When we read text or listen, we actually don’t analyze words letter by letter, because very often important pieces just disappear due to fast or unclear speech, typos. But the brain doesn’t need to sift through all the words that look or sound like the given one, it needs to understand whether what is heard or seen matches a very limited set of words that could logically follow the previous one.

It’s a separate story with whole phrases. In our brain, they form a single “token”. That is, they are not broken down into separate words, unless you specifically think about it. And such tokens also appear in the stream not accidentally—the brain expects them, and as soon as it hears or sees signs that the phrase has appeared, the circle of options narrows down to literally 1-2 possible phrases with such a beginning, and that’s it—one of them is what was said or written.

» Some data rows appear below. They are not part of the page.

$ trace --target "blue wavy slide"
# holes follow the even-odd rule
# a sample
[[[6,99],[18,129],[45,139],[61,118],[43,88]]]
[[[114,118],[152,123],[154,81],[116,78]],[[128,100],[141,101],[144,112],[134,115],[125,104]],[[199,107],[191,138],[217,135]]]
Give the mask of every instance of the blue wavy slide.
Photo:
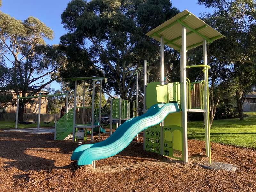
[[[138,133],[159,124],[169,113],[179,111],[176,103],[154,105],[143,115],[126,121],[105,140],[78,147],[72,154],[71,160],[78,160],[78,165],[84,165],[114,156],[126,148]]]

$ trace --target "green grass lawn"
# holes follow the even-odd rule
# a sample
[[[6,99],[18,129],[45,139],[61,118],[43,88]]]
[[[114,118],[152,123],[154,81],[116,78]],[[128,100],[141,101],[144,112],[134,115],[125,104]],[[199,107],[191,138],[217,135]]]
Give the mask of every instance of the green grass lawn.
[[[40,122],[40,127],[54,127],[54,121],[52,121],[48,124],[45,124],[43,122]],[[37,122],[32,123],[29,125],[23,125],[20,123],[18,124],[18,128],[32,128],[37,127]],[[8,129],[15,128],[15,122],[0,121],[0,129]]]
[[[238,119],[214,121],[210,130],[211,141],[250,148],[256,148],[256,113],[244,113],[244,120]],[[188,138],[205,140],[203,121],[188,124]]]

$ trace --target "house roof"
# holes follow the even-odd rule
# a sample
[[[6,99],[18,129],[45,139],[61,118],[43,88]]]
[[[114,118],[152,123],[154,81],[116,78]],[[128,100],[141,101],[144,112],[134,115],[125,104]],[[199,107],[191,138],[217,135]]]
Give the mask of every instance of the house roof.
[[[163,36],[164,45],[179,51],[182,44],[183,26],[186,28],[187,50],[203,44],[204,39],[208,42],[212,43],[225,36],[187,10],[148,32],[146,35],[159,42]]]

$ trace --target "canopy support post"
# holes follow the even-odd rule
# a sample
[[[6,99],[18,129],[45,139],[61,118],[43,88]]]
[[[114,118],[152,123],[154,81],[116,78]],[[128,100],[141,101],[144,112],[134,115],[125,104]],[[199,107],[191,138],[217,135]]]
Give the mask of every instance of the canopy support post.
[[[207,41],[204,39],[203,44],[203,54],[204,56],[204,64],[207,65]],[[204,80],[205,83],[204,87],[204,128],[205,134],[205,153],[206,156],[209,157],[209,160],[211,163],[211,152],[210,138],[209,137],[210,124],[209,124],[210,116],[209,115],[209,95],[208,94],[207,88],[208,87],[208,76],[207,72],[208,69],[206,67],[204,67]]]
[[[186,28],[182,27],[182,68],[183,71],[182,95],[182,125],[183,126],[183,151],[184,154],[183,160],[188,161],[188,136],[187,124],[187,85],[186,84]]]

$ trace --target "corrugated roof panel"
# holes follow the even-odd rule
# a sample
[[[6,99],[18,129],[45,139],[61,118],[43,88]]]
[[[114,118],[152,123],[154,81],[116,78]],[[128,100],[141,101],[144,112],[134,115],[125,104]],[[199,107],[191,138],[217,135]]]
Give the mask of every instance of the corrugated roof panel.
[[[185,19],[182,20],[182,22],[185,23],[185,25],[188,25],[189,27],[194,30],[206,25],[207,27],[198,30],[198,32],[202,35],[204,36],[206,39],[210,39],[211,38],[220,35],[221,35],[221,36],[220,36],[218,38],[216,38],[213,40],[216,40],[225,37],[224,36],[217,31],[187,10],[185,10],[177,14],[150,31],[148,32],[146,35],[148,36],[150,36],[152,35],[154,33],[156,33],[157,32],[159,32],[160,30],[161,30],[162,31],[158,33],[158,36],[163,35],[165,40],[169,41],[171,41],[181,36],[182,34],[181,32],[182,25],[177,21],[177,20],[180,19],[189,14],[190,16],[186,17]],[[175,24],[174,24],[174,22],[176,22],[176,23],[174,23]],[[171,26],[169,27],[164,29],[164,30],[163,30],[162,29],[163,28],[169,25],[171,25]],[[188,33],[191,31],[191,30],[188,27],[186,28],[186,33]],[[158,37],[157,36],[153,35],[152,37],[157,41],[160,41],[160,38]],[[187,36],[186,38],[187,47],[202,42],[203,41],[204,38],[196,33],[193,33],[190,35]],[[210,40],[210,41],[211,41]],[[179,47],[177,47],[169,43],[166,44],[174,49],[179,51],[180,49],[179,47],[181,46],[182,41],[182,39],[180,38],[173,42],[173,43],[176,44]],[[164,42],[165,42],[165,41],[164,41]],[[200,46],[200,45],[199,45],[198,46]],[[189,49],[193,48],[194,47],[191,47],[190,48],[188,48],[187,49]]]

But the most interesting thing is that recent research has shown: the human brain really works very similar to LLMs. In the study “The neural architecture of language: Integrative modeling converges on predictive processing”, MIT scientists showed that models that better predict the next word also more accurately model brain activity during language processing. Thus, the mechanism used in modern neural networks is not just inspired by cognitive processes, but actually reflects them.

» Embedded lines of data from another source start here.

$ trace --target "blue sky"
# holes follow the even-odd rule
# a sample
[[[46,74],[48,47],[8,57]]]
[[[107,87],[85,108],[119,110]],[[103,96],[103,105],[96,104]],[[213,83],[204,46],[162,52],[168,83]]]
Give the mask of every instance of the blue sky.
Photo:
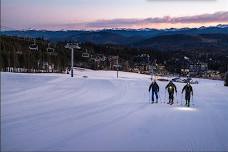
[[[227,0],[2,0],[1,23],[3,26],[15,29],[86,29],[91,23],[109,23],[118,21],[116,19],[145,20],[147,18],[166,17],[193,17],[196,15],[214,14],[216,12],[227,12]],[[144,27],[182,27],[194,25],[211,25],[227,23],[223,14],[220,18],[224,20],[204,23],[154,23],[133,25],[129,28]],[[102,25],[104,25],[102,23]],[[121,27],[127,25],[118,24]],[[152,24],[153,23],[153,24]],[[105,28],[113,24],[104,25]],[[119,27],[116,26],[116,27]],[[96,29],[97,27],[94,26]],[[103,28],[103,27],[101,27]]]

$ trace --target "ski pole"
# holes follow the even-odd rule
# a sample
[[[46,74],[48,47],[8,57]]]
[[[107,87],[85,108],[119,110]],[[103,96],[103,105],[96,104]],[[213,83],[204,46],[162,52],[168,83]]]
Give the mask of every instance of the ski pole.
[[[176,101],[177,101],[177,104],[178,104],[177,93],[176,93]]]
[[[149,94],[149,104],[150,104],[150,91],[149,91],[149,93],[148,93],[148,94]]]
[[[166,89],[165,89],[165,100],[166,100]],[[165,100],[164,100],[164,103],[166,103]]]
[[[194,106],[194,97],[193,97],[193,95],[192,95],[192,105]]]

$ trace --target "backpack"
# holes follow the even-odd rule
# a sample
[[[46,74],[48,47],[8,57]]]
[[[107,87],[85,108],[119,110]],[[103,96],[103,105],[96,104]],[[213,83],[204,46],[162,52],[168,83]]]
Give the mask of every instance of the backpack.
[[[174,93],[174,86],[170,85],[170,86],[168,87],[168,92],[169,92],[169,93]]]

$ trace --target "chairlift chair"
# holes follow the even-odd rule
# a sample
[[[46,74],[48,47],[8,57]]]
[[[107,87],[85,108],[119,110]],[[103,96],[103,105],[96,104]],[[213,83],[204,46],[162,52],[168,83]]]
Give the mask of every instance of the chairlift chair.
[[[54,54],[55,49],[50,47],[50,44],[48,44],[48,48],[46,49],[48,54]]]
[[[29,46],[29,49],[31,51],[38,51],[38,45],[36,44],[36,41],[34,40],[34,43]]]
[[[87,52],[87,50],[86,50],[86,52],[83,52],[83,53],[82,53],[82,57],[83,57],[83,58],[89,58],[89,56],[90,56],[90,55],[89,55],[89,53]]]

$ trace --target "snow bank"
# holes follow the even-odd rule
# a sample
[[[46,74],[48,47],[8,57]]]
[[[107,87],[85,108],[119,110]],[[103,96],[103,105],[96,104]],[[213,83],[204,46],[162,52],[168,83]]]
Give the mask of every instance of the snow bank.
[[[86,77],[87,78],[86,78]],[[191,108],[173,106],[159,82],[149,104],[150,76],[114,71],[64,74],[1,73],[3,151],[227,151],[228,88],[193,85]]]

During the experiment, fMRI and electrocorticography (ECoG) data were analyzed during language perception. The researchers found that the best predictive model at the time (GPT-2 XL) could explain almost 100% of the explainable variation in neural responses. This means that the process of understanding language in humans is really built on predictive processing, not on sequential analysis of words and grammatical structures. Moreover, the task of predicting the next word turned out to be key—models trained on other language tasks (for example, grammatical parsing) were worse at predicting brain activity.

If this is true, then the key to fluent reading and speaking in a foreign language is precisely training predictive processing. The more the brain encounters a stream of natural language (both written and spoken), the better it can form expectations about the next word or phrase. This also explains why native speakers don’t notice grammatical errors or can’t always explain the rules—their brain isn’t analyzing individual elements, but predicting entire speech patterns.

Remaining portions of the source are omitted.